In the bullet situation, because velocities are different but the energy is the same I'm starting to think they would penetrate to equal distance.
The one harder to stop it the one with the highest momentum.
Kinetic energy is one half mass times velocity squared .5(m*V^2)
Momentum is mass times velocity m*v
I will convert and use SI units...
5000lb=2267.96kg
10mph=4.47m/s
Kinetic energy is 22.65794kJ (I feel the extra significant digits are important due to the conversion of joules to kilojoules)
So we need to match that with the lighter car.
2000lb=907.18kg
22.65794kJ=22657.94J
Lets work backwards...
22657.94*2=45315.88
45315.88/907.18=49.95
square root of 49.95=7.07m/s
7.07m/s=15.81mph
5000lb car at 10mph has the same energy as a 2000lb car moving 15.81mph
Now lets look at the Momentum (we will ignore the vector quantity aspect, as it is unimportant to our purposes at the moment, we only need the magnitude, not the vector.)
momentum of the 5000lb car
2267.96kg*4.47m/s= 10137.78 kg per m/s
momentum of the 2000lb car
907.18kg*7.07m/s=6413.76 kg per m/s
The 5000lb car has a much larger momentum, and therefore a much larger force will be needed to stop it.
A you can see from the calculations... while energy is the same, momentum is not... To equal momentum you will need much more velocity.
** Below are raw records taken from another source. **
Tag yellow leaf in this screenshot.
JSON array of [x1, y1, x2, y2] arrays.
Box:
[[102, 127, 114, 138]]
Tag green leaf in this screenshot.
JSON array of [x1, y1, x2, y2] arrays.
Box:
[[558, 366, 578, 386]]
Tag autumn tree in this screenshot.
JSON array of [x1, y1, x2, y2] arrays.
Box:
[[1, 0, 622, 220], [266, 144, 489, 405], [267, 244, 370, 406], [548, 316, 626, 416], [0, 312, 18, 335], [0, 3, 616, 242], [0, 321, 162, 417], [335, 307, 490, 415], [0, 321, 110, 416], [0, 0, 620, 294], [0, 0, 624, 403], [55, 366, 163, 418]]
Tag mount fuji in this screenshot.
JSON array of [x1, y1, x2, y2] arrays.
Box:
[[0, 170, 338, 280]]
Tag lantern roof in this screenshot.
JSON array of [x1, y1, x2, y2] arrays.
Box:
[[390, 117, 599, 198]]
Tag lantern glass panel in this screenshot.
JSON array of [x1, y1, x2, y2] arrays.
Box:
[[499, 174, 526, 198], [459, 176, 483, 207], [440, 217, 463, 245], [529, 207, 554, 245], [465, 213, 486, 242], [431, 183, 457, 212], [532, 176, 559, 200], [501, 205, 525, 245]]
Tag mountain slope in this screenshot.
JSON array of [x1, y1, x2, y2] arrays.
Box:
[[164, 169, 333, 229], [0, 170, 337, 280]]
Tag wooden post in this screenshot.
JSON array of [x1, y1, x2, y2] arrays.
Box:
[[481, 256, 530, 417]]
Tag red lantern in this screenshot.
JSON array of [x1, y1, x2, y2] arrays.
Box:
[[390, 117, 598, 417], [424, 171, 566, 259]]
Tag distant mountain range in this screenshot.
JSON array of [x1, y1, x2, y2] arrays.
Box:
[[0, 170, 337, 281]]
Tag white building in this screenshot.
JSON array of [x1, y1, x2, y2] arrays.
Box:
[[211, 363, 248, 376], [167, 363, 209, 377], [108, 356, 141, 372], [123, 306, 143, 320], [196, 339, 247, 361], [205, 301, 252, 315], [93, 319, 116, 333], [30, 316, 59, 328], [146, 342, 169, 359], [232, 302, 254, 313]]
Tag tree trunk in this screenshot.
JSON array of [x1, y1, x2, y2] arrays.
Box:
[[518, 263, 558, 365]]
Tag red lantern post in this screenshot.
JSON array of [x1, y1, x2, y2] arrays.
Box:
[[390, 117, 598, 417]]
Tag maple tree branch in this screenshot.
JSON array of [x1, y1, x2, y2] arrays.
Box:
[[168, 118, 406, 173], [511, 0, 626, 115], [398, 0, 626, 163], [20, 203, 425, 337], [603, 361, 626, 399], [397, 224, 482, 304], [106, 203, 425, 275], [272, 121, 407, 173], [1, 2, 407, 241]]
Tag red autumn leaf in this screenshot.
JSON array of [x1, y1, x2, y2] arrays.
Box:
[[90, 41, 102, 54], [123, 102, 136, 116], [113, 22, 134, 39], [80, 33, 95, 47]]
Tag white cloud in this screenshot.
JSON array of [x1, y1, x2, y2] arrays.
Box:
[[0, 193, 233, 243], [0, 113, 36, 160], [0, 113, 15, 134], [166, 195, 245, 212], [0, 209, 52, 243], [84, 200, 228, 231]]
Of course energy will also be higher...
The 2000lb car would need to be moving 11.18m/s or 25mph to equal the momentum of the 5000lb car. More than double the speed...
Since force is quantified as acceleration or deceleration... it is has a function of time. Example- 5m/s per second
And since Momentum is a vector quantity, time means movement in the direction of the vector. So given a constant decelerating force, the object with the highest momentum will travel farther before stopping.
This is why heavy for caliber bullets penetrate farther than lighter ones, even ones with higher kinetic energy.
It is also why in hollowpoints that they are more consistent. As every shot fired is slightly different, and forces can be different... more momentum helps ensure better more consistent penetration.
Sectional density comes into play when comparing different calibers. As well as frontal surface area and drag characteristics... Fontal area is larger on higher calibers, and that affects the drag and therefore the deceleration force acting on it.
Any friction between a longer heavier bullet and a shorter lighter one in a given caliber will be minor overall. Given solid non expanding projectiles that is.
Sectional density, frontal surface area and drag, also comes into play in expanding bullets because they change as the round expands.
As a round expands, the decelerating force acting upon it also increases.
This all combines into a very complex set of variables that determine final penetration.